My H had a fairly short-lived EA with a woman last year. He was incredibly deceptive about it - I knew something was up and he lied to me and at times made me question my own mental health. It only came out for sure after I checked his phone and found evidence, then he told me what had happened in a gradual trickle of information over the next few months, all while still having sporadic contact with her that he was still lying about. The EA woman ended things between them and he still bumps into her occasionally at work - I no longer ask and he doesn't volunteer the information - and I have no idea what other contact they have.
I mention this because the hardest things for me were a) he never came and confessed to me, told me the truth, and in fact for a long time tried to say I was making it up, was being controlling, was having out of control anxious thoughts and needed to see a doctor etc and b) he didn't make the decision to end it with her himself, she dumped him and c) he did go through a kind of grieving process or sadness after the ending that I found nearly impossible to deal with.

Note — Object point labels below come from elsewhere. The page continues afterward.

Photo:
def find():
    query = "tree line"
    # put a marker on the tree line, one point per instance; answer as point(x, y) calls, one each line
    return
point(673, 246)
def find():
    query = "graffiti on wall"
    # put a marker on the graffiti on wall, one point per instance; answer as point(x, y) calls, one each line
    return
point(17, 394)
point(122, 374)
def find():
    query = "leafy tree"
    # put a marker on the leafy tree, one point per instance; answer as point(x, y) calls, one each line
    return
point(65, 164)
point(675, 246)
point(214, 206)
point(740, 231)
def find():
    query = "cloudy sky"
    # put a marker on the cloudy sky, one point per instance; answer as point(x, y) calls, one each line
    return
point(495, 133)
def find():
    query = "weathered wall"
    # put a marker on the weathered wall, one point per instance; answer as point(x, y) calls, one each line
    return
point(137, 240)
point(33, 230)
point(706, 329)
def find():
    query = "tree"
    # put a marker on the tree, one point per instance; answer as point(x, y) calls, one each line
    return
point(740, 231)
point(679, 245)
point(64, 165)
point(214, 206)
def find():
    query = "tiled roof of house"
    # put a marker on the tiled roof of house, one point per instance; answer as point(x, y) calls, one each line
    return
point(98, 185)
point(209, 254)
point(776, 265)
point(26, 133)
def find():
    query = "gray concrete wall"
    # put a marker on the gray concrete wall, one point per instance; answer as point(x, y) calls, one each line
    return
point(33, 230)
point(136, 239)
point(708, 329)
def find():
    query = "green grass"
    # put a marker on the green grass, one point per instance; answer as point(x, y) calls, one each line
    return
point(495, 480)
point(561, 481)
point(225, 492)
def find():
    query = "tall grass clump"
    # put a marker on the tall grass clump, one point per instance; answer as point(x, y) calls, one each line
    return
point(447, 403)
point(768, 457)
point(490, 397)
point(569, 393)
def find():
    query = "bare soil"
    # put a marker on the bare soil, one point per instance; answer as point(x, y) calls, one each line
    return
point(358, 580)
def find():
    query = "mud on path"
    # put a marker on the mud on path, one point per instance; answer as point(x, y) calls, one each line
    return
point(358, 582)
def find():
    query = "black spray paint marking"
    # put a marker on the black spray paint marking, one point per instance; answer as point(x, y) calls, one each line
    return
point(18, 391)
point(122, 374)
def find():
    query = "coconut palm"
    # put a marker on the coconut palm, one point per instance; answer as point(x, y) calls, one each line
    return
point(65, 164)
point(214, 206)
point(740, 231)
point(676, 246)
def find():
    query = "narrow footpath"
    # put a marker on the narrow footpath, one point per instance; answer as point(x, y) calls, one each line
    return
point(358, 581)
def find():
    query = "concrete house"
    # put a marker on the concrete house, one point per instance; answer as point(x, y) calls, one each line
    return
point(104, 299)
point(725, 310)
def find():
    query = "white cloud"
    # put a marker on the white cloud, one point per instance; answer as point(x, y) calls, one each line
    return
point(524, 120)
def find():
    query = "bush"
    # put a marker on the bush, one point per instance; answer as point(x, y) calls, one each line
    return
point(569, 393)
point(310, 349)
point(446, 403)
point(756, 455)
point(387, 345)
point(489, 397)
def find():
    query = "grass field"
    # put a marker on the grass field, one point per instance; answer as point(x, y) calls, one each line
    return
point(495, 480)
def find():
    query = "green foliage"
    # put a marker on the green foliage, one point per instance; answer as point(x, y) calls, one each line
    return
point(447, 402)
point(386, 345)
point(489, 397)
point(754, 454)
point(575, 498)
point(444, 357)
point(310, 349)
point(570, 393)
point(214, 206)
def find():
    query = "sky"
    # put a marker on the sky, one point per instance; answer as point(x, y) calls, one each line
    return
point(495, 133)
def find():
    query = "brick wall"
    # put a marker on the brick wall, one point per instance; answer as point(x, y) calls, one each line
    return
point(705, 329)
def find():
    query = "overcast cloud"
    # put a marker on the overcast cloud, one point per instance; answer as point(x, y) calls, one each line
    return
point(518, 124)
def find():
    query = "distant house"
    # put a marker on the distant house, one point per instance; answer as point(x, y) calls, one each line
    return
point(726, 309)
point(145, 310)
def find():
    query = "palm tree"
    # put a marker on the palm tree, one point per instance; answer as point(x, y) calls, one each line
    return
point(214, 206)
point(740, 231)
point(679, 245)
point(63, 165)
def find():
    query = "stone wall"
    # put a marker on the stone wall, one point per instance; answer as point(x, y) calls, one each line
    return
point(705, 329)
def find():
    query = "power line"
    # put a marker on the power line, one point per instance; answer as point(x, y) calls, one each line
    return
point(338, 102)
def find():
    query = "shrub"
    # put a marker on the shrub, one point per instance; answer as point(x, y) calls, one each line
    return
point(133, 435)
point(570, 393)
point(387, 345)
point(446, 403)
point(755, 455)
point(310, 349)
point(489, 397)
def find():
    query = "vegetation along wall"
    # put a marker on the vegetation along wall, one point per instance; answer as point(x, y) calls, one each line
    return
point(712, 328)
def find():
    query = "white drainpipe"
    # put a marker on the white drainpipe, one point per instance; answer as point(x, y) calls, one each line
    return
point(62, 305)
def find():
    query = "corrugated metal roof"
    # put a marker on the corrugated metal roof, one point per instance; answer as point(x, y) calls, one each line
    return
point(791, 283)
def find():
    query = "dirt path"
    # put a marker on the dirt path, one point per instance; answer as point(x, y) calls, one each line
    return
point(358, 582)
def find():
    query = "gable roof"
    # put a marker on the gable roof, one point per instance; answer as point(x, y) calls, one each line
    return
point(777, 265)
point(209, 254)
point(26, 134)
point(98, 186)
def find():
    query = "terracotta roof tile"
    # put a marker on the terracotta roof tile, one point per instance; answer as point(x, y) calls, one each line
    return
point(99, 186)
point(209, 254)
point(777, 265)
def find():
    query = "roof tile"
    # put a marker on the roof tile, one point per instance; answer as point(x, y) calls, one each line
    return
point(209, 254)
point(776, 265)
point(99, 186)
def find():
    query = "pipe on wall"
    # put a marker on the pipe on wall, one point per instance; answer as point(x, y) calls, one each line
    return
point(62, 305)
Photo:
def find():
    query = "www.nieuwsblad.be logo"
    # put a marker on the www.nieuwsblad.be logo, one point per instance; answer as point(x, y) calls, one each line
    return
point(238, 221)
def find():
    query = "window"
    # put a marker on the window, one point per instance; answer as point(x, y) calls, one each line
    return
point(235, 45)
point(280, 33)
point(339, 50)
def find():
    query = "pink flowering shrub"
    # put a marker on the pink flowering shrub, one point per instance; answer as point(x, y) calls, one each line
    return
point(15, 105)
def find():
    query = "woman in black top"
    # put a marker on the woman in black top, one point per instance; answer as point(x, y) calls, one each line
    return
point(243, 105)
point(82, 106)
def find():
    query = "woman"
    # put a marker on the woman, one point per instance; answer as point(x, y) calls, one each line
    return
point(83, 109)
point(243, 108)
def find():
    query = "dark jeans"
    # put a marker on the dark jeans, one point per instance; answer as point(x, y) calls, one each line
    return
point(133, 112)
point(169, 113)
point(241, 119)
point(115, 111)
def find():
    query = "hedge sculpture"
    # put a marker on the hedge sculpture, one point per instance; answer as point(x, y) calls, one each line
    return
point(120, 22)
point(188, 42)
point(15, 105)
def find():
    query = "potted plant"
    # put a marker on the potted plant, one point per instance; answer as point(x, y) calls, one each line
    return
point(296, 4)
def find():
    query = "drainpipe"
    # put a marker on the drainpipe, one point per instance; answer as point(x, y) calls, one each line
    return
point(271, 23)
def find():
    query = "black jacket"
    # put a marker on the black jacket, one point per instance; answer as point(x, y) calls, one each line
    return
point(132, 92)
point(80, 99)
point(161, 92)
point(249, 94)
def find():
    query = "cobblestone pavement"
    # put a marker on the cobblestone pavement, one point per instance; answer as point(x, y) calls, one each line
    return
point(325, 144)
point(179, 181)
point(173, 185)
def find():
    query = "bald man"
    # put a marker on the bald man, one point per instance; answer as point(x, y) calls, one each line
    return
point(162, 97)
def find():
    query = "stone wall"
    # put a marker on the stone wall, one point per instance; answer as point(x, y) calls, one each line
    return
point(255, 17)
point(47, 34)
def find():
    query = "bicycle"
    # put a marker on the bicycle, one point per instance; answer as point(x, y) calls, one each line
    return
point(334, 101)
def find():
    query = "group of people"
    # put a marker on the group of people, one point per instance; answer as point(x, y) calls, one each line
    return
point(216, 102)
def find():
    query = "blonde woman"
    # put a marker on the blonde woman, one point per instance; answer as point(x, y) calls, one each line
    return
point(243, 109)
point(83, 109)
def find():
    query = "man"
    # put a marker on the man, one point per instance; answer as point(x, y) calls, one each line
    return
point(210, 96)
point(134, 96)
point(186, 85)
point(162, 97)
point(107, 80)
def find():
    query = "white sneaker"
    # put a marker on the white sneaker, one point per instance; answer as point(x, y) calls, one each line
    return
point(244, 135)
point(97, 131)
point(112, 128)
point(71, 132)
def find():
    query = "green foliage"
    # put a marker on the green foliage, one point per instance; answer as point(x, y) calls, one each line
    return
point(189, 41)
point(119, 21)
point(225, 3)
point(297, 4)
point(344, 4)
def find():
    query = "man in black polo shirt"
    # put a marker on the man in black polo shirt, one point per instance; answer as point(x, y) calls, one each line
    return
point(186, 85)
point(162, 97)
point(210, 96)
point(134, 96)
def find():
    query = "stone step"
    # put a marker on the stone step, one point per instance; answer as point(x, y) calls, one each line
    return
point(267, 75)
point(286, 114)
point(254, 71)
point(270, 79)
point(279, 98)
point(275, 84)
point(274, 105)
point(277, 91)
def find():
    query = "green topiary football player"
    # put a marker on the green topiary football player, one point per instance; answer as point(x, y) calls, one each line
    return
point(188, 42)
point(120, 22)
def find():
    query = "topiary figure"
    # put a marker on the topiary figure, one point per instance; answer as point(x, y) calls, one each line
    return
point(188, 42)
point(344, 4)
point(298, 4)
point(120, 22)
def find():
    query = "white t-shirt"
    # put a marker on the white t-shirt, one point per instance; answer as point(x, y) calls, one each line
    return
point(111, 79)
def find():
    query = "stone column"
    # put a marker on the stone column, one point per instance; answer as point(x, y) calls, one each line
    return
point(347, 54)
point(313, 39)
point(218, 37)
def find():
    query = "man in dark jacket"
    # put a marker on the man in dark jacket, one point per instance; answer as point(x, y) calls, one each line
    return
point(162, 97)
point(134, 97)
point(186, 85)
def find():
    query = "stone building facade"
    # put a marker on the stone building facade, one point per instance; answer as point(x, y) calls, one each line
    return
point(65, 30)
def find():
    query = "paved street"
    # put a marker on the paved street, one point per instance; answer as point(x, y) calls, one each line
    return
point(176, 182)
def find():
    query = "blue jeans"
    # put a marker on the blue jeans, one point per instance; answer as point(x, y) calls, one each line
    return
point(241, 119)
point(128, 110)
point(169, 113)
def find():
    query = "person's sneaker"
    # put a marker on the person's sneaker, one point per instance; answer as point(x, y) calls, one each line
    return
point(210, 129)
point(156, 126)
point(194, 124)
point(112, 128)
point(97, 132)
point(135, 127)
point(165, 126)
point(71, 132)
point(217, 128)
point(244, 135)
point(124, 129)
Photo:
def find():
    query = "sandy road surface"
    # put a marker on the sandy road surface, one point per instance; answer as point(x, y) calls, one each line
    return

Things have moved on since then and I don't think the EA is the problem between us - only a symptom and a catalyst for a lot of unpleasant behaviour from my H that is still a problem. But I think I wish I'd handled things more decisively at the time and went dark entirely until a) he was ready to actively and strongly choose me and a reconciliation and b) show some remorse for the pain he had caused me and some curiosity about himself and his own motivations. I do believe that without those two things, a rebuilding of trust and a proper reconciliation isn't possible - no matter how much he claims to want it.